Tool Catalog and API Management at Scale: As catalogs scale to hundreds or thousands of APIs and as per-turn context grows (JSON responses, caching, tool meta-data), attention dilution, recency bias, and "lost in the middle" effects sharply degrade retrieval and tool-use accuracy (Kate et al., 30 Apr 2025).
Error Analysis: Tool execution errors often stem from argument formatting issues (23–27% value mismatches, 12–19% missing keys), indicating a need for improved argument extraction and validation sub-modules (Wang et al., 19 May 2025).
Effectiveness of RLHF and Instruction Tuning: RLHF and instruction tuning do not guarantee improved multi-turn performance; in many cases, single-turn performance improves at the cost of multi-turn capabilities (Wang et al., 2023).
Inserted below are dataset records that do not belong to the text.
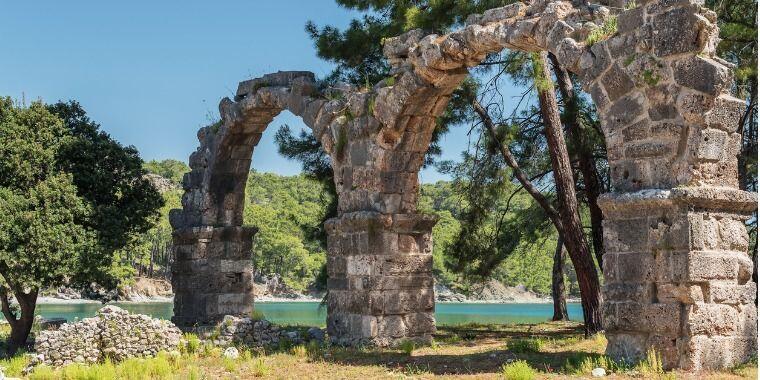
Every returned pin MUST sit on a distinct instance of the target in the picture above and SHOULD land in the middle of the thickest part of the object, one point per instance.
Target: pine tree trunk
(558, 283)
(587, 165)
(21, 325)
(575, 241)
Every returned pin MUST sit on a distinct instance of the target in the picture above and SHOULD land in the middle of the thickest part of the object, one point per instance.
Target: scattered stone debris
(258, 333)
(677, 273)
(598, 372)
(113, 333)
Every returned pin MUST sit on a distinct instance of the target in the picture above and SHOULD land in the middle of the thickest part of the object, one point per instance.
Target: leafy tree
(43, 236)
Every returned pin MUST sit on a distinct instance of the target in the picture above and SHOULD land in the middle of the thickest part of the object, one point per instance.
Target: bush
(520, 346)
(407, 346)
(518, 370)
(299, 351)
(192, 344)
(259, 368)
(13, 366)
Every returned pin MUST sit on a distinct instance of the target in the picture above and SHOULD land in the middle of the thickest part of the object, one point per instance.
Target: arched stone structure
(677, 275)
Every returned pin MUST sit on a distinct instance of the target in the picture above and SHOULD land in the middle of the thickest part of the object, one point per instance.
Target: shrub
(652, 365)
(299, 351)
(407, 346)
(518, 370)
(524, 345)
(13, 366)
(603, 32)
(192, 344)
(259, 368)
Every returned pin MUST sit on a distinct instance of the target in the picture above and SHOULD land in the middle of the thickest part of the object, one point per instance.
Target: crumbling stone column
(380, 285)
(677, 273)
(212, 275)
(677, 276)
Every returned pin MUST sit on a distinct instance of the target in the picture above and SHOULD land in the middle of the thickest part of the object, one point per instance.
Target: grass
(546, 351)
(522, 345)
(12, 367)
(407, 347)
(518, 370)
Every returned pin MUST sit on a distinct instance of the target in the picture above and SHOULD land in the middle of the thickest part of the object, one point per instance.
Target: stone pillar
(212, 275)
(380, 289)
(678, 278)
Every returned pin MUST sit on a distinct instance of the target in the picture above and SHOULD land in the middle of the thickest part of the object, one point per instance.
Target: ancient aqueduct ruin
(677, 272)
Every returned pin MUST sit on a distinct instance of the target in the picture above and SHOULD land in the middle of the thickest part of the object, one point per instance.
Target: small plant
(229, 365)
(191, 344)
(407, 346)
(518, 370)
(340, 145)
(523, 345)
(371, 106)
(414, 369)
(299, 351)
(259, 368)
(257, 315)
(193, 374)
(12, 367)
(650, 77)
(652, 365)
(603, 32)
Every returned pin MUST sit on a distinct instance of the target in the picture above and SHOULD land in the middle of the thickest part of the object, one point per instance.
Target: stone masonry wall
(113, 333)
(670, 127)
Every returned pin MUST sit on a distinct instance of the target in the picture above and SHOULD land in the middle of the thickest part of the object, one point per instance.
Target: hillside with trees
(289, 211)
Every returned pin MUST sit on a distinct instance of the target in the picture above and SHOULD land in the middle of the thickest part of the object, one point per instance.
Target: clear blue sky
(152, 72)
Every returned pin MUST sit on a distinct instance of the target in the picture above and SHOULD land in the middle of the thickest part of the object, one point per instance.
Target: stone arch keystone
(677, 273)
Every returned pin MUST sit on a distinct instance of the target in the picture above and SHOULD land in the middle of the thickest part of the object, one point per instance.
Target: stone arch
(677, 273)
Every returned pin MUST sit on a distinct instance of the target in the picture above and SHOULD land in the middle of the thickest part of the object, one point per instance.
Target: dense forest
(289, 209)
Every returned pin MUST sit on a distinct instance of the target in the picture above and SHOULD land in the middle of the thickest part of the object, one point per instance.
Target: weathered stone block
(616, 83)
(702, 74)
(677, 32)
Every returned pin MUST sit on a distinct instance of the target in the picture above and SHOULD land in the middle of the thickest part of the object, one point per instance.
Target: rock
(598, 372)
(444, 294)
(316, 334)
(113, 332)
(231, 353)
(160, 183)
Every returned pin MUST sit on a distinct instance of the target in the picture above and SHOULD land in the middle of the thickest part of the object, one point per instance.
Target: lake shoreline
(63, 301)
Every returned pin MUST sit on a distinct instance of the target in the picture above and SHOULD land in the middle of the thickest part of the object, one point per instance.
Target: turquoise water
(309, 313)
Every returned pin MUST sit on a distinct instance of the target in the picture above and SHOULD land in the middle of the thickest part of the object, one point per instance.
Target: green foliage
(286, 209)
(259, 368)
(603, 32)
(172, 170)
(14, 366)
(41, 239)
(518, 370)
(541, 82)
(407, 347)
(191, 345)
(110, 177)
(525, 345)
(651, 366)
(299, 351)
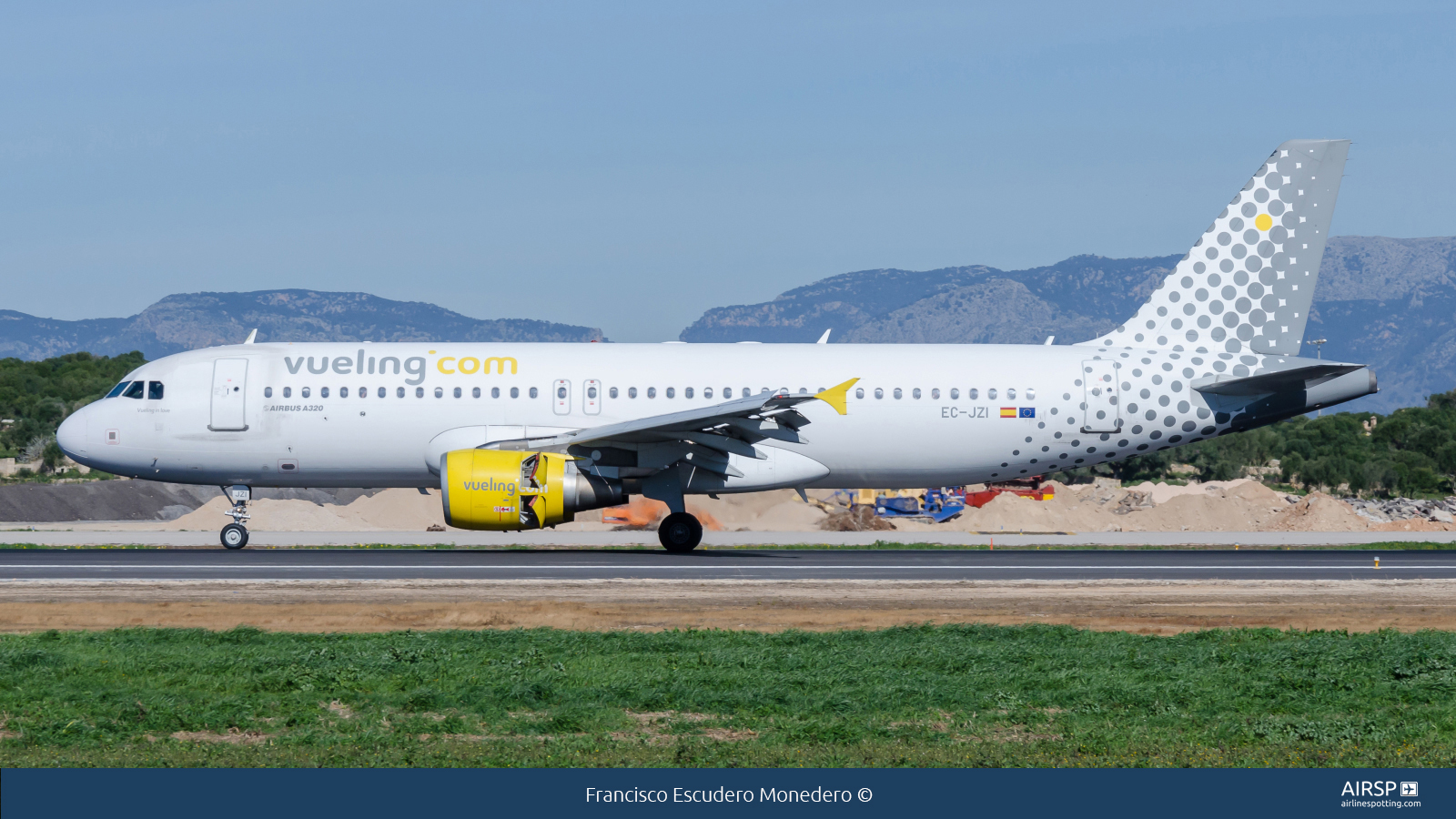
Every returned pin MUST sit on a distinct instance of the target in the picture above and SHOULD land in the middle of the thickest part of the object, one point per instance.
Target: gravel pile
(1405, 509)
Memory and Replanning Architectures: External memory modules (cache, key–value stores), agentic planning with explicit short- and long-term state, and dynamic tool discovery must be tightly integrated for scalability and high success rates (Chakraborty et al., 22 May 2025, Lumer et al., 29 Jul 2025).
Standardization and Dynamic Evaluation: On-policy agentic evaluations, rather than static metrics, better capture tool-use effectiveness, real-world readiness, and conversational robustness (Hathidara et al., 4 Jul 2025).

Best practices for implementation reflect these observations: structured prompting with state and plan tags; dynamic tool and memory management; explicit temporal modeling; and continual preference-based fine-tuning with comprehensive, human-annotated, compositional data (Chakraborty et al., 22 May 2025, Xu et al., 28 Oct 2025, Cheng et al., 27 Oct 2025, Yin et al., 10 Mar 2025, Zhao et al., 26 Aug 2025).

In summary, the current state of multi-turn tool-calling LLMs is characterized by rapid progress in dataset construction, algorithm design, system integration, and multifaceted evaluation, with outstanding challenges in temporal alignment, robustness to erroneous assertions, long-context scalability, and effective agentic planning (Yin et al., 10 Mar 2025, Kate et al., 30 Apr 2025, Cheng et al., 27 Oct 2025, Xu et al., 28 Oct 2025, Waqas et al., 29 Nov 2025). Developing reliable, real-world multi-turn tool-calling agents will require coordinated advances across these dimensions, as highlighted by ongoing benchmarks, data synthesis pipelines, and RL-based alignment frameworks in the contemporary literature.